“吱——”
矮小男子長嘯一聲,手中長棍一擺,整個棍子上就“轟”的一聲燒起了一層紫色的火焰,然后以長棍對上了濃妝女子的指甲。
與此同時,高大女子舞動手中的金剛杵,空氣就憑空激蕩,周圍突然凝結水汽,然后這一層層的激蕩就連同水汽一起,迎向了那條冤魂黑河。
“轟!”
一聲巨響之后,就是一連串的脆響。
矮小男子和濃妝女子一瞬間能交手數十下,紫色的火焰已經燒上了女子的指甲,但濃妝女子周身陰氣繚繞,輕易便將紫火覆滅。
下一刻,她的指甲上又射出道道血光,在空氣中拉出道道血絲,隨著身形騰挪,那血絲竟然不曾在空氣中消散,而是隨著女子的身形,在空中越來越多,越來越密。
僅僅只是幾個呼吸的時間,那血絲就快要形成一個血色囚籠,將矮小男子困住。
“吱吱吱——”
矮小男子手中長棍急擺,他那紫火雖然厲害,也能將血絲灼傷,但血絲的恢復速度卻比他灼燒的更快。

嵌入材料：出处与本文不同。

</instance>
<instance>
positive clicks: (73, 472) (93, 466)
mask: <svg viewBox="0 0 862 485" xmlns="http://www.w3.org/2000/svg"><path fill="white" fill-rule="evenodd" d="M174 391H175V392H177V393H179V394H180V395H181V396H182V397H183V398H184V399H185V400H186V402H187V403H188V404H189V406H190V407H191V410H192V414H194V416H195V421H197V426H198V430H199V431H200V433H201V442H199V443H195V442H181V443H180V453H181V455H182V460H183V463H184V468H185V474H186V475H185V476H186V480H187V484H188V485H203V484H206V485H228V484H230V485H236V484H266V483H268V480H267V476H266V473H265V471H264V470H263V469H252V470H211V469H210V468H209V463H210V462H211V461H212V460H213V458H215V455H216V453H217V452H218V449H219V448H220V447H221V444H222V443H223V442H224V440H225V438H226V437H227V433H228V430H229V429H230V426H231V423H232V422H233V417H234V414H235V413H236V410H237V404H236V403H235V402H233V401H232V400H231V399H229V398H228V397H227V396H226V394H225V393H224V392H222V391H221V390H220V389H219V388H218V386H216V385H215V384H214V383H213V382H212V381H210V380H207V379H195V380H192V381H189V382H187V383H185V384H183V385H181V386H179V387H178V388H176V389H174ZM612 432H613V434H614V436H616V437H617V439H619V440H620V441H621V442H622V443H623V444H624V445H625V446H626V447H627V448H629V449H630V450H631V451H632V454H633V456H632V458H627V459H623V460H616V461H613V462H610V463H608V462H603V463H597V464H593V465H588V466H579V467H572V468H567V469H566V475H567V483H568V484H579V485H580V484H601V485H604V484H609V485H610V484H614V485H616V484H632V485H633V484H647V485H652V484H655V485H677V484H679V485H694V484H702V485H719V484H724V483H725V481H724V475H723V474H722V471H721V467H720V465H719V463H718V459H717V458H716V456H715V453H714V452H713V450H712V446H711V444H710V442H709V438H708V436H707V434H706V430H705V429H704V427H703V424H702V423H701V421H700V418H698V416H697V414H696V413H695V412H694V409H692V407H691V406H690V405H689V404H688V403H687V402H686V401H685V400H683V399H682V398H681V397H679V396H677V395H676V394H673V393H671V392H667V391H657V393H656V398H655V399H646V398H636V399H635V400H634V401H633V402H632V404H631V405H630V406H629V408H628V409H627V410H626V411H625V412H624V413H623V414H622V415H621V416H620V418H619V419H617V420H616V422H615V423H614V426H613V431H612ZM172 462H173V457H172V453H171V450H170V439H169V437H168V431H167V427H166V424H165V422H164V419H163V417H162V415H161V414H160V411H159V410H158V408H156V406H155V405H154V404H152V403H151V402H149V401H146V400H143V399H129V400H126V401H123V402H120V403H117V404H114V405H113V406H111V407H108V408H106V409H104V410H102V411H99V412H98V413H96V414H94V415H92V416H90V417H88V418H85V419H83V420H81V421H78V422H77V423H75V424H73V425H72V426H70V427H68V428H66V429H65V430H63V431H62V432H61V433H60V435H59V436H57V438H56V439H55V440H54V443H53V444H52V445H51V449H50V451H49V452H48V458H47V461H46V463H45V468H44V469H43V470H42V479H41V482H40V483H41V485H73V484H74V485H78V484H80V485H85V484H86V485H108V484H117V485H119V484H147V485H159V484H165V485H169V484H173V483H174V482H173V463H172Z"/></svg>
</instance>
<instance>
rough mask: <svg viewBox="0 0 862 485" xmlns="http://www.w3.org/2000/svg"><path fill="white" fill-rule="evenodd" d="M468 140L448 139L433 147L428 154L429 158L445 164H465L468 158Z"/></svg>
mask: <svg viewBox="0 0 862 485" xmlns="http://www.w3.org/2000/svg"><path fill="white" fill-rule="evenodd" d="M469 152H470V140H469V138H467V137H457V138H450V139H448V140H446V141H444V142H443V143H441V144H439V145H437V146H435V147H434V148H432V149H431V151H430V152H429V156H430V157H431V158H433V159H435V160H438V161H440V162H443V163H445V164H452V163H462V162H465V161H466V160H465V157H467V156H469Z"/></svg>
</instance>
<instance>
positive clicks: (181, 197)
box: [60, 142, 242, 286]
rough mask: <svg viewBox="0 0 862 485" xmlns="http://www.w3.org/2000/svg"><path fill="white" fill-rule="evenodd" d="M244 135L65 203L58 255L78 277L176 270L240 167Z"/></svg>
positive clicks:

矮小男子忍不住想要縱身飛天,卻被濃妝女子飛身攔住,“區區五六百年道行,才剛剛能夠御空飛行,老娘讓你撐過一炷香,就留你全尸!”
高大女子怒目圓睜,急忙想要來救,卻不防黑衣男子煉化的黑色長河橫貫在她面前,將她和矮小男子分隔開來。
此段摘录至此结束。